確かに、筋肉痛が出るということは、しっかりと筋肉を使えている証拠にはなるが、トレーニングの効果を直接的に表すものではない。

前にも紹介したように、筋肉痛は、不慣れな運動やエキセントリック収縮を伴う運動を行った時に生じやすい。慣れている負荷での運動や筋肉痛が生じにくい運動を行えば、筋肉痛が生じないこともあるのだ。

「no pain , no gain(痛みなくして得るものなし)」。トレーニングに関して言えばこれは大きな誤解だ。筋肉痛が出なくても、トレーニングの効果がなかったのではないかと心配する必要はない。

筋肉痛の予防・対策

1:普段から筋肉を動かす。

運動不足も筋肉痛の原因の一つ。ランニングや筋トレ、そのほか自分が好きなスポーツを存分に楽しんで筋肉を動かしてあげよう!

2:アイシング

運動直後に「アイシング」をすることで、筋肉の炎症を抑え、痛みを軽減する効果が期待できる。ポイントは運動直後に行うこと。筋肉痛が発症してからでは遅いようだ。

また、運動前のアイシングにも効果がないことがわかっている。いつもより激しい運動をした後は、特に筋肉痛が生じやすいので、アイシングで予防しよう!

3:ウォームアップを行おう。

運動前には必ず、ウォーミングアップを行うようにしよう。ウォーミングアップを行わずに、急激に筋肉に負荷がかかると、筋肉痛を引き起こす確率が高くなる。
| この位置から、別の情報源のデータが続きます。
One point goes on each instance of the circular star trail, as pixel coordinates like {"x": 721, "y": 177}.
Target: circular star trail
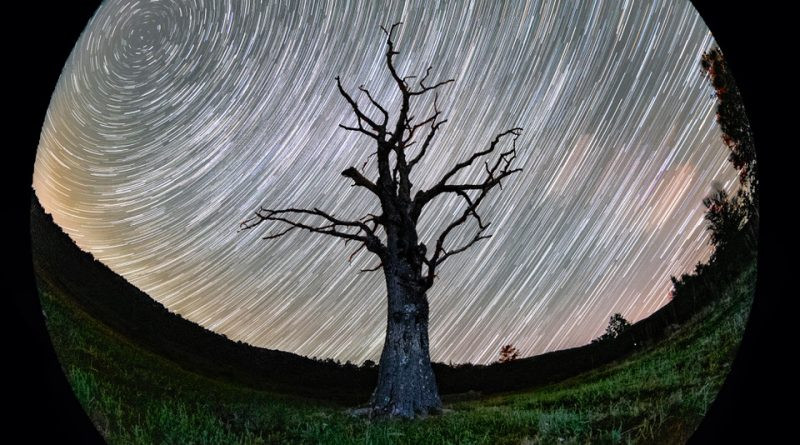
{"x": 173, "y": 121}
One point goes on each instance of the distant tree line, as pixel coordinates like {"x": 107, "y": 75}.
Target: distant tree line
{"x": 732, "y": 220}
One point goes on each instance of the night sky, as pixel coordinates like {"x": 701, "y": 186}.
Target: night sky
{"x": 173, "y": 121}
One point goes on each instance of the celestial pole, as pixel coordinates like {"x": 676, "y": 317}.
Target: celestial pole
{"x": 174, "y": 121}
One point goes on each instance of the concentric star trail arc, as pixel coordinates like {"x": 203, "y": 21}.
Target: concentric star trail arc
{"x": 174, "y": 120}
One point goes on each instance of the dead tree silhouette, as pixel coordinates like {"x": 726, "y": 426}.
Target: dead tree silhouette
{"x": 406, "y": 384}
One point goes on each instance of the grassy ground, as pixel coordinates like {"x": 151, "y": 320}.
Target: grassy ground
{"x": 658, "y": 395}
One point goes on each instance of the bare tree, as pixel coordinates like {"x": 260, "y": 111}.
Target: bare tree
{"x": 406, "y": 383}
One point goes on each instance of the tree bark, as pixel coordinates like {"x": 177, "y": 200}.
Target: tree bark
{"x": 406, "y": 383}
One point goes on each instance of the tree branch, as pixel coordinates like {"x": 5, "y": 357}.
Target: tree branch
{"x": 363, "y": 234}
{"x": 360, "y": 180}
{"x": 493, "y": 177}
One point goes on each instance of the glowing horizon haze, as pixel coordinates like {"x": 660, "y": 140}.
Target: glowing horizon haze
{"x": 174, "y": 121}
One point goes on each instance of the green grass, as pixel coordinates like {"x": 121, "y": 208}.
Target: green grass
{"x": 656, "y": 395}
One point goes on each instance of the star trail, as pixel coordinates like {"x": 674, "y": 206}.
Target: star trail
{"x": 173, "y": 121}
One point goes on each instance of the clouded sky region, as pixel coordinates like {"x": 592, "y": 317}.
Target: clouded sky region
{"x": 173, "y": 121}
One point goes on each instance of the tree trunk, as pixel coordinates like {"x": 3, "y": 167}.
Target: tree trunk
{"x": 406, "y": 383}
運動を開始する前に、軽いストレッチや体操などで柔軟性を高め、その後、ランニングや低負荷のトレーニングを行い、段階的に筋肉に負荷をかけていくことが大切だ。

4:クールダウンを行おう。

運動後にクールダウンを行うことで、血流を促し、疲労回復を促進できる。頑張った自分のカラダへのご褒美として、クールダウンを行い、疲労を残さないようにしよう。

5:マッサージ

筋肉痛に対するマッサージの効果を調べた多くの研究では、疲労感と痛みにおいて有意な効果があったと報告されている。
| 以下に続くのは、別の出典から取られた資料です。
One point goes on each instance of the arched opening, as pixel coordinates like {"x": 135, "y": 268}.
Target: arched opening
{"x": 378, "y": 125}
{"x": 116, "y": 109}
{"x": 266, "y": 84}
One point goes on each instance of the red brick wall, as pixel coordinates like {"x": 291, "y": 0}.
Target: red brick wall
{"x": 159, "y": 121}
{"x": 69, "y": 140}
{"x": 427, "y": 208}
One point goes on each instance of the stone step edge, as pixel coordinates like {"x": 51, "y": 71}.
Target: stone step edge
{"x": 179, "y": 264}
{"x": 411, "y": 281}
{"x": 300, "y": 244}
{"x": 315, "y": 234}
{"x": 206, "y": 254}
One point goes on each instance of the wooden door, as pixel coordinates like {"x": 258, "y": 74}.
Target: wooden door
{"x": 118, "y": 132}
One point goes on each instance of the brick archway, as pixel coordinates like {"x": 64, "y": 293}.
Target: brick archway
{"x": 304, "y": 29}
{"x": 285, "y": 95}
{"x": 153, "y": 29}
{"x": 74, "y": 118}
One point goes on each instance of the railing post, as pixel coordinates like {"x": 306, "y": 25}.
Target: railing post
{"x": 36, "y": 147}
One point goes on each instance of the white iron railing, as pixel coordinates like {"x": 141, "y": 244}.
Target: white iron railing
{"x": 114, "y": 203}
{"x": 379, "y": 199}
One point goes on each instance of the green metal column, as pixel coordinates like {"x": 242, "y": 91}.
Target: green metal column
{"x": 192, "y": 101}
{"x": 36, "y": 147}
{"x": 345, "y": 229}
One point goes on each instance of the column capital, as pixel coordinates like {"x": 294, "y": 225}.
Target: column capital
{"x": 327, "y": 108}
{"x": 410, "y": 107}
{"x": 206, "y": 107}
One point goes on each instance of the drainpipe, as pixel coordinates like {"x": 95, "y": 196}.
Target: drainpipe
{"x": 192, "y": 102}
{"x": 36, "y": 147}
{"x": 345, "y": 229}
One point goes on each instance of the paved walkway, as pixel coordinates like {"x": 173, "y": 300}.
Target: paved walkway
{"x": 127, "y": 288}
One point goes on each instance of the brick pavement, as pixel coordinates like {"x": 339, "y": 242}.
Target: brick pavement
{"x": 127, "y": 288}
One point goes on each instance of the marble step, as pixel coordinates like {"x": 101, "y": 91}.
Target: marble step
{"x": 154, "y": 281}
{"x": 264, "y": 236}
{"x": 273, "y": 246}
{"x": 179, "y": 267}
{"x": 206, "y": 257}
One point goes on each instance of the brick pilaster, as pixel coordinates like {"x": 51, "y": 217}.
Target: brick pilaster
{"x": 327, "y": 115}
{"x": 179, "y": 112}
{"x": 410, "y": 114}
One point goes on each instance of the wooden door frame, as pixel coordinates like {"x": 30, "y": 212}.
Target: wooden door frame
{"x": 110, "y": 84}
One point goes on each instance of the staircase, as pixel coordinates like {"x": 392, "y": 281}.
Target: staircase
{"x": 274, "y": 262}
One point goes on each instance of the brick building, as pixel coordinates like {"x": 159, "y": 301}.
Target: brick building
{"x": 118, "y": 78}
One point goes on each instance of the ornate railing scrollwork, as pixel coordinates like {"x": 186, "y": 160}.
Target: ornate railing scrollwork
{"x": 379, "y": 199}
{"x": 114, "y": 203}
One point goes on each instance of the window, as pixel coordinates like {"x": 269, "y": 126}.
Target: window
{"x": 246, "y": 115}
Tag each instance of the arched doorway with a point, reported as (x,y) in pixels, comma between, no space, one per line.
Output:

セラピストにやってもらうような本格的なマッサージでなくても、自分で揉んだり、さすったりするだけでもOK。フォームローラーによる筋膜リリースなども手軽でいいだろう。

6:運動前にBCAAを摂取する。

「分岐鎖アミノ酸(BCAA)」は、筋肉痛に効果的だということがわかっている。BCAAは、牛肉やマグロの赤身などに含まれるアミノ酸だ。

BCAAには、筋肉の修復を促し、筋肉中のたんぱく質の分解を抑止する働きがあると言われている。筋肉痛への効果には、運動後よりも運動前の摂取が効果的。

運動前と運動後のBCAAの効果を調べた比較実験では、運動前に摂取したほうが、効果的だったと報告されている。運動前に食事でBCAAを摂取することは困難であるため、サプリメントなどで手軽に摂取しておくといいだろう。

参考文献

・カフェイン摂取が遅発性筋肉痛及び筋硬度に及ぼす影響 村田芳久 , 斎藤健 北海道教育大学紀要 自然科学編 , 66(1) : 19-28(2015)

・Have We Looked in the Wrong Direction for More Than 100 Years? Delayed Onset Muscle Soreness Is , in Fact , Neural Microdamage Rather Than MUscle Damage. Balazs Sonkodi , Istvan Berkes , Erika Koltai 9(3),212(2020)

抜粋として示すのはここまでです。